Scientists are studying the health effects of little-known compounds in cannabis: Kynurenine and Kynurenic Acid
There are several cannabinoids and terpenes major and minor which all have tremendous medicinal value although they work in different ways, they also contain flavonoids and omega 3 fatty acids. Italian researchers have reported for the first time the presence of three other compounds of interest: tryptophan , kynurenine and kynurenic acid.
In mammals, including humans, the neuromodulator kynurenine is a metabolite of the essential amino acid tryptophan, which we cannot synthesize and must acquire through our diet. the tryptophan is also our source of serotonin, itself a precursor to melatonin.
But only a small fraction of tryptophan is converted into serotonin. As'write the researchers in March 2022 in the magazine Journal of Pharmaceutical and Biomedical Analysis, about 95% of tryptophan is metabolized to kynurenine. Part of the latter is then degraded into kynurenic acid, which has received particular attention for its antioxidant, anti-inflammatory and neuroprotective activities.

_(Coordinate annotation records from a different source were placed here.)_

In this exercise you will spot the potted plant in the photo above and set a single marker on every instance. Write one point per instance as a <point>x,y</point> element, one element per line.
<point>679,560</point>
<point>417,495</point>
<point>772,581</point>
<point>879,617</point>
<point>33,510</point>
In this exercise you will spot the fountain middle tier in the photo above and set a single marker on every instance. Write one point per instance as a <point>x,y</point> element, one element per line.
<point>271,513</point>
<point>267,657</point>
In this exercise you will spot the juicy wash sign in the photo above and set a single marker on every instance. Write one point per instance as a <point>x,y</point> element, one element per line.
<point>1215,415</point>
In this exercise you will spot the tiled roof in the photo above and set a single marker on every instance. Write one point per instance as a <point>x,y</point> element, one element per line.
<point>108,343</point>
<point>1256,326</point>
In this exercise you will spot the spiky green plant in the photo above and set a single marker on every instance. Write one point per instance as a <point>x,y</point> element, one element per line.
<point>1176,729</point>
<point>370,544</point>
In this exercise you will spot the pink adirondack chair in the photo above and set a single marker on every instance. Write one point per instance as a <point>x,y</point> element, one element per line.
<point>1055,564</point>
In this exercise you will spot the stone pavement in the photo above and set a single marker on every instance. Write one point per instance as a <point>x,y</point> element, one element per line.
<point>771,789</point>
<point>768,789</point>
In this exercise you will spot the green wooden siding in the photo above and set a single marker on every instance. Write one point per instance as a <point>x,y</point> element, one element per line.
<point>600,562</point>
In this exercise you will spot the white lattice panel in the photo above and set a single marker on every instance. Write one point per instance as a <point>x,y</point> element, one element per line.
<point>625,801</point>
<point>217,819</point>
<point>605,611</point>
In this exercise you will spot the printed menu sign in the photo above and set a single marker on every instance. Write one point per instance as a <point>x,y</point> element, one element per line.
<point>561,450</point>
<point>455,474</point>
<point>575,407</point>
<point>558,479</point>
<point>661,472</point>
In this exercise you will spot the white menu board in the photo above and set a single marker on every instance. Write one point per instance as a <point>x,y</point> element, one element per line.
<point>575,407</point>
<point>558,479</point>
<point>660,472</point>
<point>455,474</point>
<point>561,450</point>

Kynurenine and kynurenic acid have already been detected in other plants, including pumpkin, sesame, potato, broccoli, honey, herbs and spices, but it is not yet known for sure how they got there, write the authors. While plants can synthesize tryptophan, they don't metabolize it the same way animals do. Plants may be able to biosynthesize kynurenine and kynurenic acid by other means, or they may take them up from the soil through their roots. It is not yet known exactly why these compounds are present in plants, but there is some evidence to suggest that they may play a role in regulating plant growth.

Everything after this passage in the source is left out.